Looking at everything across the entire field of electronic media, it's all moving to centralization. What I mean is that within the next few years, the tv, mp3 player, computer and ereader will all be one device or one system. The storage is getting bigger and the technology is getting better. You say you don't know about readers but they are becoming more common. The only reason they aren't out en masse is because they are hard to find in a store.
I can guarantee you that if Best Buy, WalMart and Target all start selling $199.99 Sony Readers and had the electronic bookstore to back them (thanks to google it looks like it might be coming soon) then it won't be long until paper starts getting thin. Especially with studies saying that that emissions from paper publishing outweigh what you get from reader and ebook creation.
If the reader prices keep dropping and the marketing comes next I don't doubt that one day I'll see one in my stores. And trust me, those things will sell so easy during holidays, back to school, on mother's day, father's day, grad presents....etc.
You need to understand it's not just your favorite books.
For a religious person: 2 - 3 versions of a bible or torah or koran...in your pocket.
All your favorite authors works...in your pocket.
All your favorite shows...in your pocket.
Netflix and Blockbuster streams...in your pocket.
Your favorite tunes...in your pocket.
Your novel, manga, biography...wip, guess where....in your pocket.
And you won't need Sprint, AT&T, Verizon or any other monthly service
All on one device. Can you do that with paper?

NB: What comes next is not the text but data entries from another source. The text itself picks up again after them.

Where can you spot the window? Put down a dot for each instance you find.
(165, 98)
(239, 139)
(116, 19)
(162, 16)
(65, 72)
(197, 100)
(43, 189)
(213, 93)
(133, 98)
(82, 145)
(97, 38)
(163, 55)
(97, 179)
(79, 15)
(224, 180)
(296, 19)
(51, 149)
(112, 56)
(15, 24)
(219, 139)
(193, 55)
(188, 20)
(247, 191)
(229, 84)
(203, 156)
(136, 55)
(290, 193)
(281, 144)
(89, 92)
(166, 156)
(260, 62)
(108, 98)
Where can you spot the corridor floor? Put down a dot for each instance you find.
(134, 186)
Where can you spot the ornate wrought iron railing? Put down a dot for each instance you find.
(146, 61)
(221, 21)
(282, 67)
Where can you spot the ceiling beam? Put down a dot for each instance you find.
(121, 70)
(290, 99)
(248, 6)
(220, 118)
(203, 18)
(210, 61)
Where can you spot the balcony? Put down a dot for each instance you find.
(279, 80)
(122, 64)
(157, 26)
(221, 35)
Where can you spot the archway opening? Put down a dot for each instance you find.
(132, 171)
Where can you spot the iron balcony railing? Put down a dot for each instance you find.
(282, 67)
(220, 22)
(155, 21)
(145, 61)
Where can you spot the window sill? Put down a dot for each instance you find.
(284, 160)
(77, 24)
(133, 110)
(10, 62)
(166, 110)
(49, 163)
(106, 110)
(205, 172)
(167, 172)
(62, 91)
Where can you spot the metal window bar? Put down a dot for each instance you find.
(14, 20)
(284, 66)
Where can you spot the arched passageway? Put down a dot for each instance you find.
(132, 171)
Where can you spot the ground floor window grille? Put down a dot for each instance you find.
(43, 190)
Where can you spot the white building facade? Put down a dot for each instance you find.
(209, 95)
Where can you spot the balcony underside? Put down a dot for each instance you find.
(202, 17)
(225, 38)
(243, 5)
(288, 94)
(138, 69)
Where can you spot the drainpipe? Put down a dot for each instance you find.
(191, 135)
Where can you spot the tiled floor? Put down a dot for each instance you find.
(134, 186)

And one last thing I want to add...
Most of us grew up with books, bikes, action figures/dolls. A few grew up with computers. I have a 3 yr old and a 4 yr old. Both can use the computer better than their grandparents. The one's who will buy these ereaders are going to be our kids. They'll go to school and college and complain that all their textbooks for the semester will cost them $50 total and we'll shake our heads and tell them how much paper textbooks used to cost.
Even funnier....They will buy readers for us for mother's day, father's day, holidays, etc. They'll buy them for us because they know how much we like to read. They'll show us how to make the font larger so our eyes don't hurt. How we can hook them into our car stereos and let the book use its text to speech feature and read us the story while we drive. How to access the google book store from it because it just needs a wifi connection (and google has nationwide wifi). In short get used to it now or get used to it later. Sooner or later you will have to accept it.
The music industry did (mp3s). The movie industry did (blu-ray & imax). The automotive industry will (electronic & hybrid). Library's have (Wikipedia & google). The publishing industry will.